Sunday, 4 June 2017


A person is only given as much grace as he merits and is able to take without being overwhelmed by. 

The concept of grace is one that can have no place in the modern materialistic world view; that strange idea which presumes that what we perceive with the senses or by means of scientific instruments is more or less all there is. It is also hard to fit into a non-theistic form of spirituality though it forms a central part of traditions as diverse as Christianity and Kashmir Shaivism. But, according to most teachers, grace is essential if there is to be any proper spiritual awakening, and without it we would remain in darkness and ignorance despite all the efforts we might make to dispel this. Whether we conceive of it as coming directly from God or through (not from) a teacher who, for us, is able to manifest the divine, grace is the fire that sets ablaze the combustible material that is our purified (through spiritual practice) soul. If it is absent our mind may have all the spiritual knowledge you could want but that knowledge will be just dead matter without the spark of life, and, while it might inform, it will never inspire.

Sometimes this grace comes suddenly and dramatically (obvious example, St Paul), but at others it seeps gradually into a disciple's consciousness so subtly and quietly that he may not even be aware of it until he compares himself now with how he used to be. However it comes, though, it never comes by chance*. If it does then it will not be true grace but a stolen copy, stolen through the use of drugs or certain esoteric techniques perhaps, which may seem to imitate the effects of grace but which will do so in a way that brings no long term benefit to the disciple. But real grace from God or the Holy Spirit must be earned through hard struggle, spiritual discipline and self-purification, prayer, intense and ardent desire for enlightenment and, yes, suffering. The road to true grace is long and arduous though, because there are various degrees of grace, we may receive blessings along the way which provide openings and encouragement.

Grace is often compared to fire or lightning and I think this is an excellent comparison though it does tend to emphasise the dramatic side of grace. It also emphasises its spiritually transformational side but it's not always helpful to focus on that. Let's be realistic. A person may have one or two spiritual experiences in a lifetime, and that's if they're lucky. They may judge themselves to be highly advanced on the path, even 'enlightened' (a non-Western concept probably not suitable for the Western spiritual practitioner), on the back of that whereas what is more likely is that they, as a beginner, have been given a sign that they are following the right course. Neophytes need to be encouraged whereas old hands are usually trusted to get on with it without reward, and that is doubly so as rewards can be distractions. The spiritual path as it is in this world is not primarily about higher states of consciousness but about loving and serving God to the best of your ability in any situation in which he may see fit to place you. He places you where you are most likely to learn what you need to for your spiritual unfoldment, and where you may best assist others.
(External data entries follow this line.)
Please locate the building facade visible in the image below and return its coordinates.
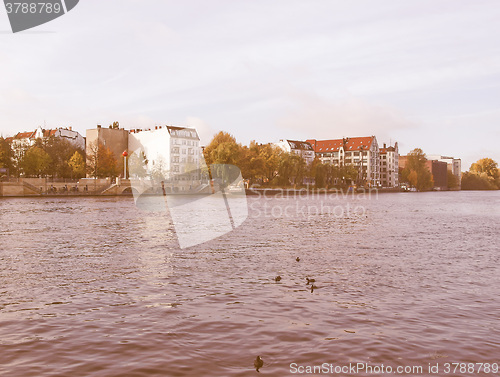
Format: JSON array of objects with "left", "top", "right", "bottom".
[
  {"left": 307, "top": 136, "right": 380, "bottom": 187},
  {"left": 12, "top": 127, "right": 85, "bottom": 149},
  {"left": 427, "top": 155, "right": 462, "bottom": 190},
  {"left": 85, "top": 125, "right": 129, "bottom": 177},
  {"left": 380, "top": 143, "right": 399, "bottom": 188},
  {"left": 128, "top": 126, "right": 206, "bottom": 191},
  {"left": 274, "top": 139, "right": 315, "bottom": 165}
]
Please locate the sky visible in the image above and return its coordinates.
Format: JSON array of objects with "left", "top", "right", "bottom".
[{"left": 0, "top": 0, "right": 500, "bottom": 171}]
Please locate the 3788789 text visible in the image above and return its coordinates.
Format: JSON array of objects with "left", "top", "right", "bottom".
[{"left": 5, "top": 2, "right": 63, "bottom": 14}]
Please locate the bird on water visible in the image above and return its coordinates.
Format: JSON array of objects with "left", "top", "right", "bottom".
[
  {"left": 253, "top": 356, "right": 264, "bottom": 373},
  {"left": 306, "top": 278, "right": 316, "bottom": 284}
]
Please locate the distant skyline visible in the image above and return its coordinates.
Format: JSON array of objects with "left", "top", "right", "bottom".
[{"left": 0, "top": 0, "right": 500, "bottom": 170}]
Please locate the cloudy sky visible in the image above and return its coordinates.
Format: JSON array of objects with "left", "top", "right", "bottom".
[{"left": 0, "top": 0, "right": 500, "bottom": 170}]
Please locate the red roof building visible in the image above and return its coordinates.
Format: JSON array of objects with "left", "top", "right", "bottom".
[{"left": 306, "top": 136, "right": 380, "bottom": 187}]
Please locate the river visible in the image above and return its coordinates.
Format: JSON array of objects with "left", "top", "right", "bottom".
[{"left": 0, "top": 192, "right": 500, "bottom": 377}]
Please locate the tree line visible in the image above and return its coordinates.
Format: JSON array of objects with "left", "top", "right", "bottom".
[
  {"left": 203, "top": 131, "right": 374, "bottom": 188},
  {"left": 0, "top": 136, "right": 120, "bottom": 179}
]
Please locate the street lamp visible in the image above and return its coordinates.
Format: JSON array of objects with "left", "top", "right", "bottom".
[{"left": 122, "top": 150, "right": 128, "bottom": 179}]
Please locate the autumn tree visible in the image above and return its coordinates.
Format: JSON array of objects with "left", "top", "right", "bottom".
[
  {"left": 469, "top": 158, "right": 498, "bottom": 179},
  {"left": 0, "top": 137, "right": 14, "bottom": 174},
  {"left": 41, "top": 136, "right": 84, "bottom": 178},
  {"left": 87, "top": 142, "right": 119, "bottom": 178},
  {"left": 462, "top": 158, "right": 500, "bottom": 190},
  {"left": 20, "top": 145, "right": 52, "bottom": 177},
  {"left": 401, "top": 148, "right": 434, "bottom": 191},
  {"left": 68, "top": 151, "right": 85, "bottom": 178}
]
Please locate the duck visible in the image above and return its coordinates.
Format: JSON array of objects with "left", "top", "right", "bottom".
[{"left": 253, "top": 356, "right": 264, "bottom": 373}]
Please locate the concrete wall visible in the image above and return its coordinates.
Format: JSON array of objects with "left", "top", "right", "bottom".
[{"left": 86, "top": 127, "right": 129, "bottom": 174}]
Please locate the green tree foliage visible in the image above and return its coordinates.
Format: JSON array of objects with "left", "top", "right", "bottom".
[
  {"left": 20, "top": 145, "right": 52, "bottom": 177},
  {"left": 278, "top": 153, "right": 306, "bottom": 186},
  {"left": 87, "top": 143, "right": 119, "bottom": 178},
  {"left": 469, "top": 158, "right": 498, "bottom": 179},
  {"left": 43, "top": 136, "right": 84, "bottom": 178},
  {"left": 401, "top": 148, "right": 434, "bottom": 191},
  {"left": 462, "top": 158, "right": 500, "bottom": 190},
  {"left": 68, "top": 151, "right": 85, "bottom": 178}
]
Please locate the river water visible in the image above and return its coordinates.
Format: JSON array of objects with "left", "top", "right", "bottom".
[{"left": 0, "top": 192, "right": 500, "bottom": 377}]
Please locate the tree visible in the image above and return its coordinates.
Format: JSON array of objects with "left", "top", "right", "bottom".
[
  {"left": 20, "top": 145, "right": 52, "bottom": 177},
  {"left": 203, "top": 131, "right": 241, "bottom": 166},
  {"left": 87, "top": 142, "right": 118, "bottom": 178},
  {"left": 68, "top": 151, "right": 85, "bottom": 178},
  {"left": 469, "top": 158, "right": 498, "bottom": 179},
  {"left": 401, "top": 148, "right": 434, "bottom": 191},
  {"left": 462, "top": 158, "right": 500, "bottom": 190},
  {"left": 42, "top": 136, "right": 84, "bottom": 178}
]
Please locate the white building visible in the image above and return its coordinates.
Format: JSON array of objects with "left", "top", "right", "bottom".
[
  {"left": 275, "top": 139, "right": 315, "bottom": 165},
  {"left": 427, "top": 155, "right": 462, "bottom": 189},
  {"left": 128, "top": 126, "right": 205, "bottom": 191},
  {"left": 307, "top": 136, "right": 380, "bottom": 187},
  {"left": 380, "top": 143, "right": 399, "bottom": 187}
]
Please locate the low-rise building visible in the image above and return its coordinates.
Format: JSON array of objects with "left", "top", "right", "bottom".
[
  {"left": 12, "top": 126, "right": 85, "bottom": 149},
  {"left": 128, "top": 126, "right": 205, "bottom": 191},
  {"left": 275, "top": 139, "right": 315, "bottom": 165},
  {"left": 425, "top": 160, "right": 448, "bottom": 191},
  {"left": 86, "top": 123, "right": 129, "bottom": 176},
  {"left": 427, "top": 155, "right": 462, "bottom": 189},
  {"left": 307, "top": 136, "right": 380, "bottom": 187},
  {"left": 380, "top": 143, "right": 399, "bottom": 187}
]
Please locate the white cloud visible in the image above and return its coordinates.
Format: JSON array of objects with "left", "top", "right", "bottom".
[{"left": 278, "top": 95, "right": 417, "bottom": 142}]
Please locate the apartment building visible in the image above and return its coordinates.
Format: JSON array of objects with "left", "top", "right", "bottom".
[
  {"left": 380, "top": 143, "right": 399, "bottom": 187},
  {"left": 12, "top": 126, "right": 85, "bottom": 149},
  {"left": 274, "top": 139, "right": 315, "bottom": 165},
  {"left": 128, "top": 126, "right": 205, "bottom": 191},
  {"left": 306, "top": 136, "right": 381, "bottom": 187},
  {"left": 427, "top": 155, "right": 462, "bottom": 189}
]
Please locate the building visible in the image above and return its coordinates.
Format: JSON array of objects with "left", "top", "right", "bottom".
[
  {"left": 86, "top": 125, "right": 129, "bottom": 176},
  {"left": 427, "top": 155, "right": 462, "bottom": 190},
  {"left": 425, "top": 160, "right": 448, "bottom": 191},
  {"left": 307, "top": 136, "right": 380, "bottom": 187},
  {"left": 12, "top": 127, "right": 85, "bottom": 149},
  {"left": 128, "top": 126, "right": 205, "bottom": 191},
  {"left": 275, "top": 140, "right": 315, "bottom": 165},
  {"left": 380, "top": 143, "right": 399, "bottom": 187}
]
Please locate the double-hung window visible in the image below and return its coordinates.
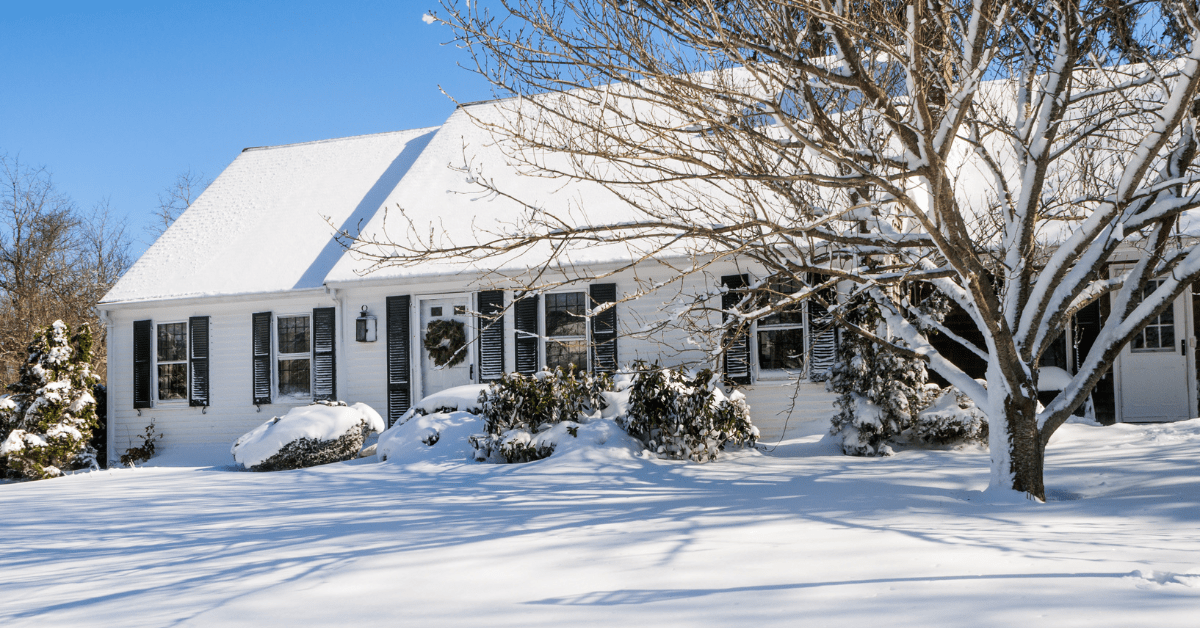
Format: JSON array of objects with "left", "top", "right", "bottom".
[
  {"left": 1130, "top": 279, "right": 1175, "bottom": 351},
  {"left": 544, "top": 292, "right": 588, "bottom": 371},
  {"left": 275, "top": 316, "right": 312, "bottom": 397},
  {"left": 756, "top": 280, "right": 805, "bottom": 372},
  {"left": 155, "top": 323, "right": 187, "bottom": 401}
]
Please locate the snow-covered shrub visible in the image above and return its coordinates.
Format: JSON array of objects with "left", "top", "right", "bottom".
[
  {"left": 230, "top": 401, "right": 384, "bottom": 471},
  {"left": 912, "top": 387, "right": 988, "bottom": 444},
  {"left": 472, "top": 369, "right": 612, "bottom": 462},
  {"left": 0, "top": 321, "right": 96, "bottom": 479},
  {"left": 617, "top": 364, "right": 758, "bottom": 462},
  {"left": 121, "top": 419, "right": 162, "bottom": 467},
  {"left": 826, "top": 295, "right": 929, "bottom": 456}
]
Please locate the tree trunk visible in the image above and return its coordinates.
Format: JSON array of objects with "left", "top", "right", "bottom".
[{"left": 990, "top": 388, "right": 1046, "bottom": 502}]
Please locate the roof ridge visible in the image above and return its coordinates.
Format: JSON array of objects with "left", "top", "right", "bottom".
[{"left": 241, "top": 125, "right": 442, "bottom": 152}]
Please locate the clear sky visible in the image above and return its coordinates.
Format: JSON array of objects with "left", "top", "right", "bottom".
[{"left": 0, "top": 0, "right": 492, "bottom": 256}]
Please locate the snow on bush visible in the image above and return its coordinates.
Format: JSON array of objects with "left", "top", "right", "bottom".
[
  {"left": 826, "top": 297, "right": 929, "bottom": 456},
  {"left": 470, "top": 369, "right": 612, "bottom": 462},
  {"left": 230, "top": 401, "right": 384, "bottom": 471},
  {"left": 912, "top": 387, "right": 988, "bottom": 444},
  {"left": 0, "top": 321, "right": 98, "bottom": 479},
  {"left": 617, "top": 364, "right": 758, "bottom": 462}
]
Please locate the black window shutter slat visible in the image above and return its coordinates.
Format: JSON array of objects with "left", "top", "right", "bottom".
[
  {"left": 251, "top": 312, "right": 271, "bottom": 406},
  {"left": 808, "top": 274, "right": 838, "bottom": 381},
  {"left": 588, "top": 283, "right": 617, "bottom": 375},
  {"left": 312, "top": 307, "right": 337, "bottom": 401},
  {"left": 515, "top": 294, "right": 538, "bottom": 375},
  {"left": 721, "top": 275, "right": 750, "bottom": 385},
  {"left": 133, "top": 321, "right": 154, "bottom": 408},
  {"left": 476, "top": 291, "right": 504, "bottom": 383},
  {"left": 386, "top": 294, "right": 413, "bottom": 426},
  {"left": 187, "top": 316, "right": 209, "bottom": 406}
]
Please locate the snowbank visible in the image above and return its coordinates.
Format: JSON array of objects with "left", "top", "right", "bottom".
[{"left": 229, "top": 403, "right": 384, "bottom": 469}]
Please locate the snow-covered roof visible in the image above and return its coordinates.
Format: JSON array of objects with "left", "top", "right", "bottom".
[{"left": 101, "top": 127, "right": 437, "bottom": 303}]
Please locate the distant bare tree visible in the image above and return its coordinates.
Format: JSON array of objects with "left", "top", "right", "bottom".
[
  {"left": 0, "top": 154, "right": 131, "bottom": 382},
  {"left": 146, "top": 168, "right": 212, "bottom": 244}
]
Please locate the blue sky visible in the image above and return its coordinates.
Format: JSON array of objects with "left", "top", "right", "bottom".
[{"left": 0, "top": 0, "right": 491, "bottom": 255}]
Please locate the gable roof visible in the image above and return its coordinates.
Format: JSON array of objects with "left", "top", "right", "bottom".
[{"left": 101, "top": 127, "right": 437, "bottom": 304}]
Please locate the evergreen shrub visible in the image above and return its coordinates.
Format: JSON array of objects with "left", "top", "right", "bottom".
[
  {"left": 0, "top": 321, "right": 98, "bottom": 479},
  {"left": 617, "top": 363, "right": 758, "bottom": 462},
  {"left": 470, "top": 367, "right": 612, "bottom": 462}
]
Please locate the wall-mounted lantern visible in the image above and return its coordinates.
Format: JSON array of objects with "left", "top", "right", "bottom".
[{"left": 354, "top": 305, "right": 376, "bottom": 342}]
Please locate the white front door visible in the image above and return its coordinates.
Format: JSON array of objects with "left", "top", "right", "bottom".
[
  {"left": 419, "top": 294, "right": 475, "bottom": 396},
  {"left": 1118, "top": 289, "right": 1192, "bottom": 423}
]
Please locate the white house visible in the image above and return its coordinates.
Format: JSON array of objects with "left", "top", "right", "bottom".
[{"left": 98, "top": 103, "right": 1200, "bottom": 463}]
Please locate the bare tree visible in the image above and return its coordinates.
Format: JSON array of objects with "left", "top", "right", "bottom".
[
  {"left": 356, "top": 0, "right": 1200, "bottom": 500},
  {"left": 0, "top": 155, "right": 131, "bottom": 381},
  {"left": 145, "top": 168, "right": 212, "bottom": 244}
]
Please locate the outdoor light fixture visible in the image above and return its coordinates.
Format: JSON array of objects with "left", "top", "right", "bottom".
[{"left": 354, "top": 305, "right": 376, "bottom": 342}]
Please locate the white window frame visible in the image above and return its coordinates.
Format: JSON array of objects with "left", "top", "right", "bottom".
[
  {"left": 750, "top": 280, "right": 812, "bottom": 382},
  {"left": 271, "top": 311, "right": 313, "bottom": 403},
  {"left": 150, "top": 318, "right": 192, "bottom": 406},
  {"left": 538, "top": 291, "right": 592, "bottom": 372}
]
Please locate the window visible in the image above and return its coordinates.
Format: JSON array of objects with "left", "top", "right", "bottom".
[
  {"left": 276, "top": 316, "right": 312, "bottom": 396},
  {"left": 545, "top": 292, "right": 588, "bottom": 371},
  {"left": 156, "top": 323, "right": 187, "bottom": 401},
  {"left": 757, "top": 280, "right": 805, "bottom": 371},
  {"left": 1130, "top": 280, "right": 1175, "bottom": 351}
]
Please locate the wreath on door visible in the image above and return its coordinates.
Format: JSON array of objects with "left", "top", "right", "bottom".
[{"left": 425, "top": 319, "right": 467, "bottom": 369}]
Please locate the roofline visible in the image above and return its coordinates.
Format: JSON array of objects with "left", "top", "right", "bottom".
[{"left": 241, "top": 125, "right": 442, "bottom": 152}]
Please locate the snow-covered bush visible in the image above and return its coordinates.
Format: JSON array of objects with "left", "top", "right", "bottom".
[
  {"left": 826, "top": 297, "right": 929, "bottom": 456},
  {"left": 0, "top": 321, "right": 96, "bottom": 479},
  {"left": 230, "top": 401, "right": 384, "bottom": 471},
  {"left": 912, "top": 387, "right": 988, "bottom": 444},
  {"left": 617, "top": 364, "right": 758, "bottom": 462},
  {"left": 470, "top": 369, "right": 612, "bottom": 462}
]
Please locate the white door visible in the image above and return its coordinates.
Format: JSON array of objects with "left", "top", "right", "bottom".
[
  {"left": 1117, "top": 282, "right": 1192, "bottom": 423},
  {"left": 418, "top": 295, "right": 475, "bottom": 396}
]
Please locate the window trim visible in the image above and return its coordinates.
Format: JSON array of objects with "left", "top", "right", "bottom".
[
  {"left": 150, "top": 318, "right": 192, "bottom": 407},
  {"left": 271, "top": 310, "right": 313, "bottom": 403},
  {"left": 538, "top": 291, "right": 592, "bottom": 372}
]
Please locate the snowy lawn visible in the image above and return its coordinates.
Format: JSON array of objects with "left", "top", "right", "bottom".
[{"left": 0, "top": 420, "right": 1200, "bottom": 627}]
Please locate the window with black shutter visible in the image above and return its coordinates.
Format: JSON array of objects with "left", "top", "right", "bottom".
[
  {"left": 251, "top": 312, "right": 271, "bottom": 406},
  {"left": 133, "top": 321, "right": 154, "bottom": 408},
  {"left": 187, "top": 316, "right": 209, "bottom": 406},
  {"left": 514, "top": 294, "right": 539, "bottom": 375},
  {"left": 588, "top": 283, "right": 617, "bottom": 375},
  {"left": 312, "top": 307, "right": 337, "bottom": 401},
  {"left": 385, "top": 294, "right": 413, "bottom": 426},
  {"left": 476, "top": 291, "right": 504, "bottom": 382},
  {"left": 721, "top": 275, "right": 750, "bottom": 385}
]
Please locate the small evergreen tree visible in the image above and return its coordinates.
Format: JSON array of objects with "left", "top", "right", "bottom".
[
  {"left": 0, "top": 321, "right": 96, "bottom": 479},
  {"left": 826, "top": 294, "right": 929, "bottom": 456}
]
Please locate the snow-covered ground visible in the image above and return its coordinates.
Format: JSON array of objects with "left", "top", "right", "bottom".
[{"left": 0, "top": 420, "right": 1200, "bottom": 628}]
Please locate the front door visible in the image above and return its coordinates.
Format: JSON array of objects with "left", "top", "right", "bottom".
[
  {"left": 1118, "top": 281, "right": 1192, "bottom": 423},
  {"left": 419, "top": 295, "right": 475, "bottom": 396}
]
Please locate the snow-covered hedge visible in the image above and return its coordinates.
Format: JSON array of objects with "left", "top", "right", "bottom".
[
  {"left": 470, "top": 369, "right": 612, "bottom": 462},
  {"left": 617, "top": 364, "right": 758, "bottom": 462},
  {"left": 912, "top": 387, "right": 988, "bottom": 444},
  {"left": 230, "top": 401, "right": 384, "bottom": 471},
  {"left": 0, "top": 321, "right": 98, "bottom": 479}
]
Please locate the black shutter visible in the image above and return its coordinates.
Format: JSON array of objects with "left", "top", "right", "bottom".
[
  {"left": 133, "top": 321, "right": 154, "bottom": 408},
  {"left": 588, "top": 283, "right": 617, "bottom": 375},
  {"left": 386, "top": 294, "right": 413, "bottom": 427},
  {"left": 187, "top": 316, "right": 209, "bottom": 406},
  {"left": 476, "top": 291, "right": 504, "bottom": 382},
  {"left": 515, "top": 294, "right": 538, "bottom": 375},
  {"left": 312, "top": 307, "right": 337, "bottom": 401},
  {"left": 808, "top": 274, "right": 838, "bottom": 382},
  {"left": 721, "top": 275, "right": 750, "bottom": 385},
  {"left": 251, "top": 312, "right": 271, "bottom": 406}
]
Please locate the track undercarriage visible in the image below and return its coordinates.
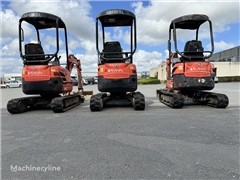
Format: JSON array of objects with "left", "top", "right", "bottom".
[
  {"left": 157, "top": 89, "right": 229, "bottom": 108},
  {"left": 90, "top": 92, "right": 145, "bottom": 111},
  {"left": 7, "top": 93, "right": 84, "bottom": 114}
]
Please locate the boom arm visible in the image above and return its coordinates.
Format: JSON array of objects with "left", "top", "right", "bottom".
[{"left": 68, "top": 54, "right": 83, "bottom": 90}]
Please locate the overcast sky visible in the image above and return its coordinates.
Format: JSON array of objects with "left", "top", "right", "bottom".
[{"left": 0, "top": 0, "right": 240, "bottom": 76}]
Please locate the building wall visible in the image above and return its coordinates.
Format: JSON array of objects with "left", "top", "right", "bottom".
[
  {"left": 209, "top": 46, "right": 240, "bottom": 62},
  {"left": 150, "top": 62, "right": 240, "bottom": 81}
]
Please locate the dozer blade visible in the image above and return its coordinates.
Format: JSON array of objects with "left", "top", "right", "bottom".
[
  {"left": 83, "top": 91, "right": 93, "bottom": 99},
  {"left": 83, "top": 91, "right": 93, "bottom": 96}
]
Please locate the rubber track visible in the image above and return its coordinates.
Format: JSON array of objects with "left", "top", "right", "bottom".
[
  {"left": 133, "top": 92, "right": 145, "bottom": 110},
  {"left": 50, "top": 94, "right": 83, "bottom": 113},
  {"left": 159, "top": 90, "right": 184, "bottom": 108},
  {"left": 7, "top": 96, "right": 42, "bottom": 114}
]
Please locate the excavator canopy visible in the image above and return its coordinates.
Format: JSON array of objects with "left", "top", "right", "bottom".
[
  {"left": 96, "top": 9, "right": 136, "bottom": 27},
  {"left": 20, "top": 12, "right": 66, "bottom": 29},
  {"left": 169, "top": 14, "right": 210, "bottom": 30}
]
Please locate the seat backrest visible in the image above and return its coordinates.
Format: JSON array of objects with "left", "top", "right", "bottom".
[
  {"left": 184, "top": 40, "right": 203, "bottom": 58},
  {"left": 25, "top": 43, "right": 45, "bottom": 60},
  {"left": 103, "top": 41, "right": 123, "bottom": 61}
]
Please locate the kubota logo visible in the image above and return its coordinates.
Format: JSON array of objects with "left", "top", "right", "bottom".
[
  {"left": 28, "top": 71, "right": 42, "bottom": 75},
  {"left": 190, "top": 67, "right": 207, "bottom": 71},
  {"left": 107, "top": 69, "right": 123, "bottom": 72}
]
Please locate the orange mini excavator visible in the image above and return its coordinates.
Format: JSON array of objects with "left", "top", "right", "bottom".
[
  {"left": 90, "top": 9, "right": 145, "bottom": 111},
  {"left": 7, "top": 12, "right": 92, "bottom": 114},
  {"left": 156, "top": 14, "right": 229, "bottom": 108}
]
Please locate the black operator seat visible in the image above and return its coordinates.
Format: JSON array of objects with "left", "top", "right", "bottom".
[
  {"left": 184, "top": 40, "right": 204, "bottom": 60},
  {"left": 25, "top": 43, "right": 47, "bottom": 64},
  {"left": 103, "top": 41, "right": 123, "bottom": 63}
]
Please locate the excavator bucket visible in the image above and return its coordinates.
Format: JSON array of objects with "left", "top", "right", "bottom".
[{"left": 83, "top": 91, "right": 93, "bottom": 98}]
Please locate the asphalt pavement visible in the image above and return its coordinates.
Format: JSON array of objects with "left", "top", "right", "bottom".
[{"left": 0, "top": 83, "right": 240, "bottom": 180}]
Lessons of love and humility (the two most important spiritual lessons) are not so easily learnt if you are bathed in bliss. Oh yes, you may demonstrate them at that time but what are you like when the bliss wears off and is not recoverable however hard you try? The spiritual field is littered with gurus and teachers who have over-estimated themselves because of an initial grace and who then try to sustain their power and authority through false methods once that has worn off, leading to often unfortunate results both for themselves and their followers.

Grace implies a theistic universe and a God who is a Person. Non-theistic religion can try to squeeze in the concept of grace but it sits uncomfortably with the idea of a universe in which pure being or consciousness is the bedrock of existence. Certainly grace can be conceived of as coming from enlightened masters who are transmitting spiritual energy but these are basically human individuals who are standing in loco parentis, the parent being God. Grace is gift and gift needs a giver and though the giver can be a guru the question arises who gives him the gift he is passing on? His guru. of course, but who gave it to him? Back we go through the lineage until eventually we do get to God, not that eventually is the right word here for all things come from God now, in this present moment. He is both the ultimate and present source of all grace.

Our task, therefore, is to render ourselves fit for grace, and although it may come to us as a result of our own efforts we should not, for all that, regard it as a right. It is always God's gift even when we have earned it by our endeavours. Sometimes, however, it comes as an encouragement and sometimes as a test.The gurus mentioned above have failed their tests but then so do we all until we pass them. That is all part of the process of growing through experiment and experience which is what this world is for.

If you would receive grace, pray. For it is sincere, almost desperate, asking that shows the readiness to receive. You are a vessel waiting to be filled but make sure your vessel is washed clean so it can hold the pure sparkling liquid that will be poured into it without spoiling the flavour.

* Sometimes it can appear to come by chance but that's a different matter.